There are two types of people when it comes to photos. First are the Martha Stewart types who manage to organize every picture into precious handmade albums constructed of used tissues and old grocery bags. Then there are the rest of us, who dump our pictures in a box, and that's if we remember to develop the film in the first place. We in the second group hate those in the first group (though we're sure you're actually very nice people).

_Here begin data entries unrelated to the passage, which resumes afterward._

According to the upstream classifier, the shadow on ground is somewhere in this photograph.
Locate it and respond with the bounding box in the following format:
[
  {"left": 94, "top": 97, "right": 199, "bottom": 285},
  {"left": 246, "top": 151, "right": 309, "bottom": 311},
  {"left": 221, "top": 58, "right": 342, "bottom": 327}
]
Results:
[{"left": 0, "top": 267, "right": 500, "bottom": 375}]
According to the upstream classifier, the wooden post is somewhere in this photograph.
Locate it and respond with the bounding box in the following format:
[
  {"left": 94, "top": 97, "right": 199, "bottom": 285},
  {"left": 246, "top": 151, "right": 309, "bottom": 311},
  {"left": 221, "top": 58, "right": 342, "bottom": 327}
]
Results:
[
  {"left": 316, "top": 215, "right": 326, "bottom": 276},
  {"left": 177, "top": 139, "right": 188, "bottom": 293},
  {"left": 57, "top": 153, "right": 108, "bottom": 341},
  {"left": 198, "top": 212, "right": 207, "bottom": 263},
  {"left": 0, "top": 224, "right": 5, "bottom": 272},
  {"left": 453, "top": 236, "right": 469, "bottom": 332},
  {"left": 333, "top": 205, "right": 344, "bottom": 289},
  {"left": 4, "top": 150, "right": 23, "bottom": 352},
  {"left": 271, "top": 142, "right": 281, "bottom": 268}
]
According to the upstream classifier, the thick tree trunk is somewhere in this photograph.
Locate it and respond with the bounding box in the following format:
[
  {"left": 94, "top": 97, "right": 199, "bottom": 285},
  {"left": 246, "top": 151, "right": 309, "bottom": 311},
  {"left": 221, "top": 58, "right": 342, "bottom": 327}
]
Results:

For me, the promise of digital photography was a way not just to join that first group, but to beat them at their own game. I'm constitutionally incapable of cutting a print to crop it, and my miserable handwriting makes captions painful. I figured I could do it all on the computer with no trouble and make prints to boot. Unfortunately, it was just too hard—until iPhoto.

iPhoto's editing tools are covered in a future chapter, so here we're going to focus on iPhoto's organizational features. Some require a little effort, but even with no work, your digital photo collection will be far better organized than the box in the closet.

And if you're one of those people who put together handmade photo albums before digital photography, well, you're still going to love what iPhoto can do for you.

What's New in Organize Mode

If you've used previous versions of iPhoto, you'll want to pay attention to the new features iPhoto 6 brings to organize mode.

New features in organize mode:

  • The new cards and calendars are, like books, independent entities that are parallel to albums, smart albums, and slideshows in the Source pane.
  • When you scroll through your photos in organize mode using the scroller in the scroll bar, iPhoto displays a translucent pop-up containing the date of the visible photos and, if you're in the Library album, the name of the current film roll (Figure 3.1). Unfortunately, it doesn't work if you use a scroll wheel to scroll.
    Figure 3.1

    Figure 3.1 As you scroll, iPhoto 6 now displays a translucent pop-up that helps you figure out where you are in the album.

  • You can now include EXIF data when defining smart albums, which enables you to create smart albums containing images selected by aperture, camera model, flash, focal length, ISO, or shutter speed.
  • When filtering the contents of the display pane by keywords, you can now choose whether selecting multiple keywords presents photos matching any of the selected keywords or only those photos that have all the selected keywords.
  • Performance is distinctly better.